I’ve said before that there are two sides to writer Charles Soule. The one most commonly on display is the one with his ruthless competence that you see in the majority of his superhero work. His writing on those titles can be involving and even quite enjoyable, but genuine surprises and cleverness are usually few and far between. The other side is the freewheeling one where he likes to throw everything at the wall to see what sticks, as seen in his creator-owned space opera/political drama “Letter 44.” I wasn’t sure what side we were going to get with “Curse Words,” though, the presence of “God Hates Astronauts” creator Ryan Browne as the artist indicated the latter. In a shocking twist (that probably won’t surprise you) we get “ruthlessly competent” Soule here with some occasional bits of craziness to spice things up.
The wizard named Wizord came to our world for one reason only: To prepare a spell that would sacrifice it to feed the power of his master Sizzajee. He was all set to do it too. Except that in the weeks it took to prepare the spell he came to understand, appreciate, and even love Earth and its inhabitants. Wizord then decided to reveal himself to the world as a wizard, conveniently leaving out the reasons why he came here in the first place, and offering his services to the world at large. For a price, of course, because a wizard’s gotta eat.
While this nets him a lot of fame, it also attracts the attention of his former master. Sizzajee still wants our world, but he wants to see Wizord dead first. So he starts sending his subordinates after the rogue wizard, with the first one doing double duty as a warning and cannon fodder. The second one, however, is all business as she’s Ruby Stitch, the warrior sorceress who was also Wizord’s lover.
“Curse Words” looks to be all about Wizord’s path to redemption. While the specifics of his life prior to arriving in our world are only hinted at, it’s implied that he’s as bad a wizard as they come. The problem is that while he’s able to make a fresh start of things on Earth he’s still learning the ropes of how to actually be a good person. So there’s a lot of collateral damage along the way -- as the people who are attending a baseball game during his first major battle can attest to.

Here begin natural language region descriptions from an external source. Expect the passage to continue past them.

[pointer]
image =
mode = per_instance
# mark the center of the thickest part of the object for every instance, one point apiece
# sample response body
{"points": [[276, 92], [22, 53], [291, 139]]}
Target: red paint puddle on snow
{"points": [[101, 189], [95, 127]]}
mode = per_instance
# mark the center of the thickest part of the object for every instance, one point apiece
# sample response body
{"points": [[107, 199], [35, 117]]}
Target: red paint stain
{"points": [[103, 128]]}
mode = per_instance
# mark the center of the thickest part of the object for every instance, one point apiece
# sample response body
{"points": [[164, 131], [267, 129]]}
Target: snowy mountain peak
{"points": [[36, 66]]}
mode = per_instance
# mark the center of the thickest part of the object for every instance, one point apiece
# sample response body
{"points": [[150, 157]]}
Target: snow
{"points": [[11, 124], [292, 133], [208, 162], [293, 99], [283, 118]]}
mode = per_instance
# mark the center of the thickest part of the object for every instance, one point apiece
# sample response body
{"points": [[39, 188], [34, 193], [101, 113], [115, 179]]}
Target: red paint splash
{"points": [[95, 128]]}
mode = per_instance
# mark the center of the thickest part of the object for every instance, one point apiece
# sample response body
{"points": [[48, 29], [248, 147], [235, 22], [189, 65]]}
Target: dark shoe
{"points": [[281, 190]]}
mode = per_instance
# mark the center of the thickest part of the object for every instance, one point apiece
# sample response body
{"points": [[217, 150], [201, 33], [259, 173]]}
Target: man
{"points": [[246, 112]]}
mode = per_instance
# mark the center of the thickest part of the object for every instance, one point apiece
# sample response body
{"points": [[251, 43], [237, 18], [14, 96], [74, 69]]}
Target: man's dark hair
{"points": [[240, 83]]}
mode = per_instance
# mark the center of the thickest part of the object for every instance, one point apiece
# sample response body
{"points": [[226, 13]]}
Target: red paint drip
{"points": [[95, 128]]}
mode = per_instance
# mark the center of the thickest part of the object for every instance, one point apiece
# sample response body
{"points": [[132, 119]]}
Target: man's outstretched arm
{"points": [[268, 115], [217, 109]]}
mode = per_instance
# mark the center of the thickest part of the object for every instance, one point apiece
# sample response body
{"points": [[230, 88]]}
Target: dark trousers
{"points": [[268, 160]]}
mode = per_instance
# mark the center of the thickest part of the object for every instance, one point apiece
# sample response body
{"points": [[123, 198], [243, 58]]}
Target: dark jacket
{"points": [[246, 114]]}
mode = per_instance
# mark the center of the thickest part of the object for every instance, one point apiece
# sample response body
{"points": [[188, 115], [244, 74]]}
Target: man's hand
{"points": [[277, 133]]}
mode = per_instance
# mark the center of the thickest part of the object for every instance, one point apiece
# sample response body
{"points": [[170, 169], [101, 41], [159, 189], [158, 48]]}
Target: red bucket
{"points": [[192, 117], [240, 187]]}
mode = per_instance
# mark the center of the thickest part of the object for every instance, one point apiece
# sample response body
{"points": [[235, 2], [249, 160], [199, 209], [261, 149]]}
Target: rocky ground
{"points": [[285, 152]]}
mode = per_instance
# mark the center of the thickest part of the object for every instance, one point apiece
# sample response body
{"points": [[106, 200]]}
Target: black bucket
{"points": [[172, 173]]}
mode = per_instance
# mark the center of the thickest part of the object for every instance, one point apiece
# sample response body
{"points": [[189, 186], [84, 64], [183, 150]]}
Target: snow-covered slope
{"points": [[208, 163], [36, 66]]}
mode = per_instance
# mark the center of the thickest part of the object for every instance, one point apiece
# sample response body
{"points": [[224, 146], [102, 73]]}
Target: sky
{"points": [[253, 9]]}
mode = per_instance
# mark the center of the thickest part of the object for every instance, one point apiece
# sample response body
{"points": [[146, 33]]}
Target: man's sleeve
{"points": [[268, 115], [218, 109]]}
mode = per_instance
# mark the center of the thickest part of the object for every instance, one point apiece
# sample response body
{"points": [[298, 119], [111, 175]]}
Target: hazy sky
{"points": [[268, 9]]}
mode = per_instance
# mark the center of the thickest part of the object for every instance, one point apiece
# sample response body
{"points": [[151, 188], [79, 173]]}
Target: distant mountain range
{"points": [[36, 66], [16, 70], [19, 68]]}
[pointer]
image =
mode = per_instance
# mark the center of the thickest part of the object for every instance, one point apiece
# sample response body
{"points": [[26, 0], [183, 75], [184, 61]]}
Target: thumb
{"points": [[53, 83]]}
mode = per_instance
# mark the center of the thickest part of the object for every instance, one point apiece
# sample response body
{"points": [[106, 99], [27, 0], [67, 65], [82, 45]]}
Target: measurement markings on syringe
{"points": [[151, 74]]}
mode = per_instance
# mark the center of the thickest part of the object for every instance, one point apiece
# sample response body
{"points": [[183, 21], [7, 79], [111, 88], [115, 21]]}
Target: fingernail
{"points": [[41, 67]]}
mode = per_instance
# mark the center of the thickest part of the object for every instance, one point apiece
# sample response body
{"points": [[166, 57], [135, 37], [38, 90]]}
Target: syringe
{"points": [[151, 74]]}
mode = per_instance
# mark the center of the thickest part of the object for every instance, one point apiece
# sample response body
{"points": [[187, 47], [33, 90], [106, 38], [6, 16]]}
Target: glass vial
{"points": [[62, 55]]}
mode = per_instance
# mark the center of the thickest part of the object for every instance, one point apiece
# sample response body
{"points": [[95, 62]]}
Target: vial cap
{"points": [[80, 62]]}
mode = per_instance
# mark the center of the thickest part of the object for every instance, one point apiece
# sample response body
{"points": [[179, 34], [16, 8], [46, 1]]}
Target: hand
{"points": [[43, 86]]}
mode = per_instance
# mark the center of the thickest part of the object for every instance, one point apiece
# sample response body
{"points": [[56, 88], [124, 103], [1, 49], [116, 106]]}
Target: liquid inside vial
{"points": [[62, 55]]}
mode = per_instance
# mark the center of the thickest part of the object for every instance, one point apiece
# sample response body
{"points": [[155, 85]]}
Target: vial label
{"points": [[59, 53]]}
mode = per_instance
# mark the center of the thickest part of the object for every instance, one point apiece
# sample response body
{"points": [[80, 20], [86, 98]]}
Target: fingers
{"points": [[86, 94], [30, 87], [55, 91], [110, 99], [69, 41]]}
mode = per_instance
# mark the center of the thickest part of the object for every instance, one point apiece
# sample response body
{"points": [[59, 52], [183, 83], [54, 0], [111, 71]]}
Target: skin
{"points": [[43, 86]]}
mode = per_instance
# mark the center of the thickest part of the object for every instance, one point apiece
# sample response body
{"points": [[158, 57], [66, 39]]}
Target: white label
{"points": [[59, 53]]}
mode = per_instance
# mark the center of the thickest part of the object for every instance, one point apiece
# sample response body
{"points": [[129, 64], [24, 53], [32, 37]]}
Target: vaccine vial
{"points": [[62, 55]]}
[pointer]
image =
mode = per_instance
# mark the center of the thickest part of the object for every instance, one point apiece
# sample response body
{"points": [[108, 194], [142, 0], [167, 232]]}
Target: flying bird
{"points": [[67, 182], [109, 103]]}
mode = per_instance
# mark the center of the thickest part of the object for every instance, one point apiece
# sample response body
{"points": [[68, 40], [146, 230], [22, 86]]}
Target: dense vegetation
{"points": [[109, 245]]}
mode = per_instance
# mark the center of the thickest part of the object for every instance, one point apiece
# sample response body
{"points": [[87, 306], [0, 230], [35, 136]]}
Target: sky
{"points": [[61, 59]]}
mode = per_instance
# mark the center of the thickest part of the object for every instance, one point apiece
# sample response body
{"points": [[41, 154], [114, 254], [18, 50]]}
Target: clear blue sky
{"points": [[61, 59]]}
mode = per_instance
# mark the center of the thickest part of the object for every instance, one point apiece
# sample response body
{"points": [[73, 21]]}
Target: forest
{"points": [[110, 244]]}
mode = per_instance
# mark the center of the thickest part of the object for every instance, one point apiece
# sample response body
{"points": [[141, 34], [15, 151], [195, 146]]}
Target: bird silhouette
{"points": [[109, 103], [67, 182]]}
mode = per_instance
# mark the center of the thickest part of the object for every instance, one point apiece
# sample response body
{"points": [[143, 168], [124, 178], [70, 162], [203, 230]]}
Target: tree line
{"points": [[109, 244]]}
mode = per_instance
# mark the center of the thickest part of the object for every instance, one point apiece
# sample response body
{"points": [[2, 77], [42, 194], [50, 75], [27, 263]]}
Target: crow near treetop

Soule does a good job of establishing these aspects of his protagonist right from the start, making it very clear what kind of book this is going to be. The problem is that it’s a very familiar narrative arc with nothing to suggest that it’s going to be substantially different than the many other times we’ve seen it executed before elsewhere. It does stand a pretty decent chance of being an entertaining version of this particular plot as Soule displays more cleverness here than I’m used to seeing on his superhero titles. This is best seen when Wizord loses his power and has to find a way to recharge in our world through some genuinely inspired means. Of course, said means are not without consequence, which will undoubtedly tie back into Wizord’s redemptive quest.

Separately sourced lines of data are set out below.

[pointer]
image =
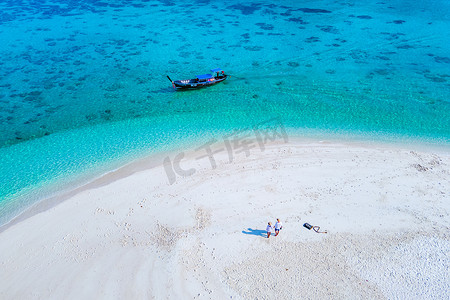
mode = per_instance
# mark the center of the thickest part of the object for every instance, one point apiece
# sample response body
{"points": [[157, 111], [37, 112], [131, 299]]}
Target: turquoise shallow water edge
{"points": [[83, 86]]}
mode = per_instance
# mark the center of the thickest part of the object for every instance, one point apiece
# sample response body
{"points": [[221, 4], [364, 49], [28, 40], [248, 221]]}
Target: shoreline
{"points": [[203, 236]]}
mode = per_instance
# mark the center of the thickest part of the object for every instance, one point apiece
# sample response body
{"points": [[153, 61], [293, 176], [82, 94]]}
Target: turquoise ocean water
{"points": [[83, 84]]}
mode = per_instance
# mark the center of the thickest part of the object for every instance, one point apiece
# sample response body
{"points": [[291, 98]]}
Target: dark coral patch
{"points": [[312, 39], [246, 9], [364, 17], [253, 48], [328, 28], [442, 60], [265, 26], [297, 20]]}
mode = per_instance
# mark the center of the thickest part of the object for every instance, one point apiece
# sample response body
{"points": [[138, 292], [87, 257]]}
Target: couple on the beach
{"points": [[278, 226]]}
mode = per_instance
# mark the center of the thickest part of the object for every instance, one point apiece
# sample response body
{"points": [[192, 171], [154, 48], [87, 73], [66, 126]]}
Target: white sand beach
{"points": [[133, 235]]}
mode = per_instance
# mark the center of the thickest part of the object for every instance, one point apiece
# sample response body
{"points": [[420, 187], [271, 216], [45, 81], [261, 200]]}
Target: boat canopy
{"points": [[204, 76]]}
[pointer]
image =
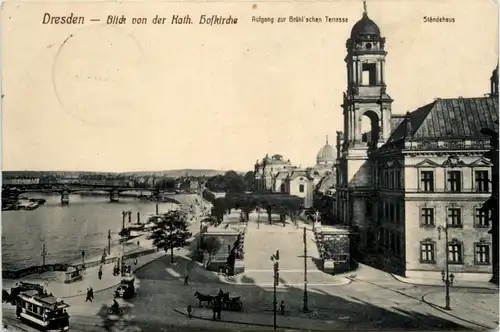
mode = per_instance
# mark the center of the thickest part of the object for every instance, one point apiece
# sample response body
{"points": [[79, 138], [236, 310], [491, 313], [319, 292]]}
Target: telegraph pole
{"points": [[305, 308]]}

I should also point out that Soule is good with laying down the rules for how magic works in this series. In fact, the whole series reads like he does have a plan and knows where he wants to go with it. Normally this would be a great thing in my opinion. The catch is, and I’ll admit that this is probably specific to me, is that I wanted more crazy from this series. I really wanted to see what would happen when you mash together the insanity of “God Hates Astronauts” with “Letter 44.” In the case of “Curse Words,” the result is much like when you multiply two negative numbers together: you don’t get something more negative, you get a positive.

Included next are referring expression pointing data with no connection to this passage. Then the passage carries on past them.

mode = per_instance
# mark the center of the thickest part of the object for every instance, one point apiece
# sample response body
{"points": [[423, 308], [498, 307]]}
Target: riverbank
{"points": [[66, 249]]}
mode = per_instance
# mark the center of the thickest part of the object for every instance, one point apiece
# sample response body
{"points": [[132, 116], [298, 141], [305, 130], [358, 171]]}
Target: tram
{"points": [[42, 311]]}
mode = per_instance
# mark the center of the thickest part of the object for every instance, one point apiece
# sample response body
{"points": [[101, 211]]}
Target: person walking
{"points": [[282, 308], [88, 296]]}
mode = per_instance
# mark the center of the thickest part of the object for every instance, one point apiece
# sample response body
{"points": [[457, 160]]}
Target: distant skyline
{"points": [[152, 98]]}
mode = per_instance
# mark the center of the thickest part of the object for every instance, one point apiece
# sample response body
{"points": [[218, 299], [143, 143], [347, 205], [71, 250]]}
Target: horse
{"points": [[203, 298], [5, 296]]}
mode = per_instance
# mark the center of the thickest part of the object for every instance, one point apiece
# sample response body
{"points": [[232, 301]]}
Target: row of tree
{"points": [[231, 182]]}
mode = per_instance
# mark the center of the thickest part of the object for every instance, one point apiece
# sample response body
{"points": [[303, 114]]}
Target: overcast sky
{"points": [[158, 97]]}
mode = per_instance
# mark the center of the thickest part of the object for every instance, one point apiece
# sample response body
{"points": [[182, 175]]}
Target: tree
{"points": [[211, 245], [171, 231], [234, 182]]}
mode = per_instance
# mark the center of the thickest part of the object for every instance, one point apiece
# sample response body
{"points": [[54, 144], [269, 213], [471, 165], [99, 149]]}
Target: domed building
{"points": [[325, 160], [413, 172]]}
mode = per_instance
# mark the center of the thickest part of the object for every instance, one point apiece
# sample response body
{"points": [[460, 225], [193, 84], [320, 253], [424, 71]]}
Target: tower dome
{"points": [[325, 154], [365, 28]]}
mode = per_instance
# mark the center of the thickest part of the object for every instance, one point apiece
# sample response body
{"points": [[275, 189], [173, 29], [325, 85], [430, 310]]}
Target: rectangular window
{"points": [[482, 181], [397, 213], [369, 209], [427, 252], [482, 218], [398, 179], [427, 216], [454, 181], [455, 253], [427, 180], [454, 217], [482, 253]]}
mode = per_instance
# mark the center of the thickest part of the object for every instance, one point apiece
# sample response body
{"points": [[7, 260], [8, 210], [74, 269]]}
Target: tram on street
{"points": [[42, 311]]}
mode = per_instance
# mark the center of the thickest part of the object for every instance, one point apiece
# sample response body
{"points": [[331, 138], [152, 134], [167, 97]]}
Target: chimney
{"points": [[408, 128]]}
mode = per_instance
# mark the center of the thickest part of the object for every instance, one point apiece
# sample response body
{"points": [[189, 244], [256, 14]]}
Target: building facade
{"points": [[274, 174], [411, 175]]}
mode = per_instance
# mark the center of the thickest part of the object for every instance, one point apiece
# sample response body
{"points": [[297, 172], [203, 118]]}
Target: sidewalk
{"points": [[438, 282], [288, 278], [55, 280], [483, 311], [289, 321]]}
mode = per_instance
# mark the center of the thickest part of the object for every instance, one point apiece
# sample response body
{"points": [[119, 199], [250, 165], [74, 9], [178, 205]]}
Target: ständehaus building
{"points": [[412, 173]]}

There are plenty of times when you can see the craziness peeking out from around the edges. Like when we see that something is translated from the language “-tique,” the fishes who complain about going in the bad water, an Interpol agent with the name of Jacque Zaque, even Wizord’s own name. I think the book is better with these bits, but they also serve as a constant reminder to me of what I wanted from “Curse Words” as opposed to what I actually got.
Even if the story isn’t as crazy as I wanted, it still allows Browne plenty of room to go nuts as far as the art is concerned. While Browne’s work on “God Hates Astronauts” remains the purest distillation of his style, what’s here is pretty impressive as well. From Wizord’s city-wide fight with the Renaissance fop Cornwall to the airplane-set throwdown with Ruby Stitch, the art never lacks for excitement. The best scene, in my opinion, is the double-page spread of Sizzajee’s ruined realm that closes out the volume. At first glance, it’s a fittingly dark and run-down realm for a magical lord of his caliber. Look at it a bit longer and you’ll realize that you’ve seen this scene before, in a previous double-page spread.
Is everything that happens to Wizord in “Curse Words” all his own fault? Could be, and I’m interested in seeing what happens when he finally makes the connection that we do on those final pages. Taken on its own terms, the series is a solidly constructed fantasy action/adventure story strewn with clever bits and great art. If that sounds like your idea of a good time, then pick up vol. 1 now. If you want something more mental than this, well, the first volumes of “God Hates Astronauts” and “Letter 44” are still available too.